Fort Jackson is the Army's largest training installation. It puts 45,000 soldiers through basic combat training every year, which is more than half of all new Army soldiers and more than 60 percent of its female soldiers.

Each year, another 30,000 attend advanced military training classes or attend military specialty schools on the installation, such as those for chaplains, drill sergeants and military financial or human resource officers.

The economic blow of the potential cuts would amount to a loss of 8,000 jobs in the region around the Columbia-based installation and a loss of $189 million annually to the local economy, according to a University of South Carolina Moore School of Business study described several times by the Fort Jackson boosters.

Brig. Gen. Roger Cloutier, who led the Army delegation, met Thursday morning with Columbia Mayor Steve Benjamin and others concerned about the cuts.

Opening the Thursday afternoon community "listening session," Cloutier told the hundreds of attendees who filled the pews of a local Baptist church, "Your voices matter. Not a single decision has been made."

The one-star general said he expects the Army to make a decision on the potential cuts in the late spring, with an announcement coming in the early summer. Because of the pressure of the budget cuts, the reductions could begin by Oct. 1, he said.

If the congressionally approved cuts go ahead as planned, the Army has said it would have to slash troops from 500,000 to 420,000 soldiers and severely shrink installations such as Fort Jackson.

Some supporters argued to the team that instead of making cuts at Fort Jackson, the Army should consider closing down smaller basic training sites at installations in other states, such as Fort Benning in Georgia, Fort Leonard Wood in Missouri and Fort Sill in Oklahoma, and bring all basic training organizations to Fort Jackson.
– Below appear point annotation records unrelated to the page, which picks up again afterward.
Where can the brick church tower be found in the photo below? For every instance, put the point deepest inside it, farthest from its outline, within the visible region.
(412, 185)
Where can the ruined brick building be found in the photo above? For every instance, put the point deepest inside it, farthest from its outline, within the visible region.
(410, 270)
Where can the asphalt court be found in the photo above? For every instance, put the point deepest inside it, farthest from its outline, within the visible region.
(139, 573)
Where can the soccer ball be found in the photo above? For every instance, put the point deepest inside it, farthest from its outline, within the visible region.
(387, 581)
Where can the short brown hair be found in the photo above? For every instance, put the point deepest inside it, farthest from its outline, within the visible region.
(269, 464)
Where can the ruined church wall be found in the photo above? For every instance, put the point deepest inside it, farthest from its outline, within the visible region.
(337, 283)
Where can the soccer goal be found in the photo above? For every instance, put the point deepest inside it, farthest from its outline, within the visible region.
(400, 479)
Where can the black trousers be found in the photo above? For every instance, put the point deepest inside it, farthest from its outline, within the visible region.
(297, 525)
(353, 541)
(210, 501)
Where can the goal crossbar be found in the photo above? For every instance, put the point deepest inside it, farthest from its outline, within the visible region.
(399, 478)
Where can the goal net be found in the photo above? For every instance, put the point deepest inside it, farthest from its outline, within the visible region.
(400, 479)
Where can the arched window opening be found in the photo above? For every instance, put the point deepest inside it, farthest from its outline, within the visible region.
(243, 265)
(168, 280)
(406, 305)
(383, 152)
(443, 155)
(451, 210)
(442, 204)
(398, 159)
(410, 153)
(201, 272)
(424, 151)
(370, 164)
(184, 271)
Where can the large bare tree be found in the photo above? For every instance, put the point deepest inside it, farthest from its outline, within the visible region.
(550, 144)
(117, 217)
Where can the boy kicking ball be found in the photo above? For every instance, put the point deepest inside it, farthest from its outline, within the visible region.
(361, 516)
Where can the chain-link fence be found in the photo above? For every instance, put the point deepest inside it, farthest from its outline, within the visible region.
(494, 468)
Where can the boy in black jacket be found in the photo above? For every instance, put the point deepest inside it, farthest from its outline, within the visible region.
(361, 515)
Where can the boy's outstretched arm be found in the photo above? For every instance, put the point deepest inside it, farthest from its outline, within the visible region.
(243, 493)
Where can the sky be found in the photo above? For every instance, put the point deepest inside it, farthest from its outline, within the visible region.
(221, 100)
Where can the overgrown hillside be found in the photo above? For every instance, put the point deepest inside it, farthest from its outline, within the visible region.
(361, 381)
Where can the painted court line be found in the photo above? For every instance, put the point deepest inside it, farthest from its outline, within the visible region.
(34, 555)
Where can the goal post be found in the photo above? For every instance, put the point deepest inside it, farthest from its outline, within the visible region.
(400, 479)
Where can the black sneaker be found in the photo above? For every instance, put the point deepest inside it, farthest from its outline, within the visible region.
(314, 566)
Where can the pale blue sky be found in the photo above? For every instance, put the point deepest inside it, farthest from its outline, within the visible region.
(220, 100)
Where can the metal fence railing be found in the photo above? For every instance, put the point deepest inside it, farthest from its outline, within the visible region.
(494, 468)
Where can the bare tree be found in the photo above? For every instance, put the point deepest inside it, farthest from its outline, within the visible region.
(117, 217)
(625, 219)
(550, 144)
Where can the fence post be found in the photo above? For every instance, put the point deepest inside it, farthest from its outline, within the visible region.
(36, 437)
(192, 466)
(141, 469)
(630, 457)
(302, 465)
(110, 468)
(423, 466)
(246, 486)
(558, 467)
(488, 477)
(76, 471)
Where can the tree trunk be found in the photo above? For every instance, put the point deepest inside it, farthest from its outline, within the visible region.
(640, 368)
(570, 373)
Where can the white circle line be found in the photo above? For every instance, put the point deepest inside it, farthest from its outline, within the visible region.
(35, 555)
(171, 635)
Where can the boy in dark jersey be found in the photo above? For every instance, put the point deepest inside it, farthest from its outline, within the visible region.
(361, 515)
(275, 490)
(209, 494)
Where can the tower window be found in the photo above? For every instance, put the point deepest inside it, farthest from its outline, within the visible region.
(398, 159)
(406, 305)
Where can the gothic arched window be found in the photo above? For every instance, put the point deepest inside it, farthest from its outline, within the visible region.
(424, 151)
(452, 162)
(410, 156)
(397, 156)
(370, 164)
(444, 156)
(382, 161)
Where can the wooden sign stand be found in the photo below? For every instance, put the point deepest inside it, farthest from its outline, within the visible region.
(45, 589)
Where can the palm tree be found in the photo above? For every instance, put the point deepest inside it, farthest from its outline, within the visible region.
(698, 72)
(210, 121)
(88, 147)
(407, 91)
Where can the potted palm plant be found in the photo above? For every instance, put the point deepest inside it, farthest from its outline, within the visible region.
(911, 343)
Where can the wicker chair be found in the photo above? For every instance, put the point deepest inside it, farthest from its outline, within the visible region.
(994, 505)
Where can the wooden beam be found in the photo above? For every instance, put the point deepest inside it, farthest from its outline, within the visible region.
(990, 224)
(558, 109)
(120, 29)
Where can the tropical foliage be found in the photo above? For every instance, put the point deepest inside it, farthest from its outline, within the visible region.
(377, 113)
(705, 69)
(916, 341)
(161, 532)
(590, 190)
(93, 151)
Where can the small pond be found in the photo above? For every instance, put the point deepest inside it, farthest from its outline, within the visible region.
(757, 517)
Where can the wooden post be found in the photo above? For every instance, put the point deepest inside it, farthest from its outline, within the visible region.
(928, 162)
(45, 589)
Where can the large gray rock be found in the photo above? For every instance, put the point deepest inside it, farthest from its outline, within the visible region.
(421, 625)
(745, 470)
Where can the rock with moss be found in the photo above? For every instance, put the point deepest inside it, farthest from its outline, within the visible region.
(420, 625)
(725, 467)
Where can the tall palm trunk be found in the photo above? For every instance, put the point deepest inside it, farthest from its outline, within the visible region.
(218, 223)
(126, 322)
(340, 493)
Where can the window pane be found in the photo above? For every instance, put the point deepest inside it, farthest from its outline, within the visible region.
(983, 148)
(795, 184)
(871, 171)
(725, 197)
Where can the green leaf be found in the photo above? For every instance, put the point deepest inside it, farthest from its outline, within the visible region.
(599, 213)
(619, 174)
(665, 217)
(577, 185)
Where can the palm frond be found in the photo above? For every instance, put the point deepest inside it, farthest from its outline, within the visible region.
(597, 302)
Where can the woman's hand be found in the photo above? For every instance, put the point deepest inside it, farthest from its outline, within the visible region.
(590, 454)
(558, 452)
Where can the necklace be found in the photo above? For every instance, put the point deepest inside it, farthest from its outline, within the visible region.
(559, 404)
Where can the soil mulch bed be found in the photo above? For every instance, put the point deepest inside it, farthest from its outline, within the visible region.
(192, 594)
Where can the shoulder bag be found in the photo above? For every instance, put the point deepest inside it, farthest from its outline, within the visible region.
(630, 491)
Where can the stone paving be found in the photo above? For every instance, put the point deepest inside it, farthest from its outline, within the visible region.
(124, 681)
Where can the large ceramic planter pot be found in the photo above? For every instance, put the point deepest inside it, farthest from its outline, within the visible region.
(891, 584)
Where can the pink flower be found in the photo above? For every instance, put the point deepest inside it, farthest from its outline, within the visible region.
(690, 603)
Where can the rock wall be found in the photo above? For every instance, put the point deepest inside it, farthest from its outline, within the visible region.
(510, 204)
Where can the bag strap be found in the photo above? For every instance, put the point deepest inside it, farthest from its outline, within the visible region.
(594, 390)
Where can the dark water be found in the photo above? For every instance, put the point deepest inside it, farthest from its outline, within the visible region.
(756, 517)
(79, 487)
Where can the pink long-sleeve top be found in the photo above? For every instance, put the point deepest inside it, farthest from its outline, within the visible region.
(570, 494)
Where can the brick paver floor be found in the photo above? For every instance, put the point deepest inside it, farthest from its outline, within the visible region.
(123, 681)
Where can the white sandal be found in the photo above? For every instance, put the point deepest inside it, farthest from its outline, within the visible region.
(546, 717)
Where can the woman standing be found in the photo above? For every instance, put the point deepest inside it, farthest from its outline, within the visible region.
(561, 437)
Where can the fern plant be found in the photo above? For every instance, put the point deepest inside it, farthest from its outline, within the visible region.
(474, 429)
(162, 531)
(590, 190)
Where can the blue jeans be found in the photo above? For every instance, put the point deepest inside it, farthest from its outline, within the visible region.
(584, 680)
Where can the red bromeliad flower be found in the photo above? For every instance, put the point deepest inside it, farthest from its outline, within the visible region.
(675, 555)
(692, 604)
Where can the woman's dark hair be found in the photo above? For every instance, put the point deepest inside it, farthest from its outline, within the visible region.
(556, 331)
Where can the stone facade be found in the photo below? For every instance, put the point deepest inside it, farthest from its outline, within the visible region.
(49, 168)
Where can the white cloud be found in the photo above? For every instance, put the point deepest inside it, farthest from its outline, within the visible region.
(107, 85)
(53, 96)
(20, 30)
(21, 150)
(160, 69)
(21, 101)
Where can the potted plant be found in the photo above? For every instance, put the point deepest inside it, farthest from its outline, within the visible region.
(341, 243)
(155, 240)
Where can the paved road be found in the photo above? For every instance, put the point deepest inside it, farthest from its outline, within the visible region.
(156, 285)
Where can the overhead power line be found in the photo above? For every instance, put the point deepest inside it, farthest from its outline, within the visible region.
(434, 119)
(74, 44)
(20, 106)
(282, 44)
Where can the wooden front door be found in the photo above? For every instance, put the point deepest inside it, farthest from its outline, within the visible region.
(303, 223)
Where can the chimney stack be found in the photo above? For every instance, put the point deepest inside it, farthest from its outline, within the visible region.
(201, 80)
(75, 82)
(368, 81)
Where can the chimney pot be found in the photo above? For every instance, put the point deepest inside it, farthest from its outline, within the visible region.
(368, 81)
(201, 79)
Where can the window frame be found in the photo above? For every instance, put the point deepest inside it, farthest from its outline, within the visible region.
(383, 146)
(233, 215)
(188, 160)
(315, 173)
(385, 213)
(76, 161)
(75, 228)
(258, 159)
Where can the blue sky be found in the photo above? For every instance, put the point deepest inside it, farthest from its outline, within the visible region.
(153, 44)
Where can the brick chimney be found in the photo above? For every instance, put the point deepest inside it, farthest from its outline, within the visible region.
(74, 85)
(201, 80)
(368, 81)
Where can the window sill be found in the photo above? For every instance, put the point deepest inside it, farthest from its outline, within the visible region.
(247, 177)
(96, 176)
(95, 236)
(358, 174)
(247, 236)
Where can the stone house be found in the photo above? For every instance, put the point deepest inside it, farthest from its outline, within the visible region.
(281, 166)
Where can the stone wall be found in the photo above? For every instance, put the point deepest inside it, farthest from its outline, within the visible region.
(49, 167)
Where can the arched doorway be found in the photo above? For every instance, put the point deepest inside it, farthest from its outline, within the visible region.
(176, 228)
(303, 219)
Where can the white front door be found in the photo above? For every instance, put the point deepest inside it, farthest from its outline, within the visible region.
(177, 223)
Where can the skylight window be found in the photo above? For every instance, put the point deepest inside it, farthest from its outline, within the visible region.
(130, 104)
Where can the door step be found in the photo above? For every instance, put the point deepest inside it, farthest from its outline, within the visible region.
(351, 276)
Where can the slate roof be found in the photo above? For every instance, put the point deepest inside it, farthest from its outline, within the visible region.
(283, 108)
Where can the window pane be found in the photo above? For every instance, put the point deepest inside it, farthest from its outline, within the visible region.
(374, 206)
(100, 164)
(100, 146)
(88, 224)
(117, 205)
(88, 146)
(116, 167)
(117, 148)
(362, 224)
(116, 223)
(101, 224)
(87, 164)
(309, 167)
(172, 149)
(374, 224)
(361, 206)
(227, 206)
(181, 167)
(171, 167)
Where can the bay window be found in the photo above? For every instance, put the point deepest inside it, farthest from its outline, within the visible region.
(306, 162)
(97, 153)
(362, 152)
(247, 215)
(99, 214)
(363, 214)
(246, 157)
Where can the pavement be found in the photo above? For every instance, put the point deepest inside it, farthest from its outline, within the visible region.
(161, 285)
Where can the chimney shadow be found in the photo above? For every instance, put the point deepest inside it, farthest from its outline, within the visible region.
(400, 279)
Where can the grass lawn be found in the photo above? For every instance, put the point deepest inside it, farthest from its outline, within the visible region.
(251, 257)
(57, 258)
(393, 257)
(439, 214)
"Making basic combat training the one and only job of the commanding general at Fort Jackson would improve the training and bring it to the highest level possible," said retired Army Col. Kevin Shwedo, the former deputy commander at Fort Jackson, and current head of the South Carolina Department of Motor Vehicles.

Kathy Dent, a Columbia resident who works with nonprofit organizations that support soldiers and their families, said her family was one of the original groups that helped donate land to found the Army installation nearly 100 years ago.

"My message is that Fort Jackson supports this community and this community supports Fort Jackson," she said. "I know many veterans who have trained at Fort Jackson who come back here to settle down because they loved it during the time they did their training here."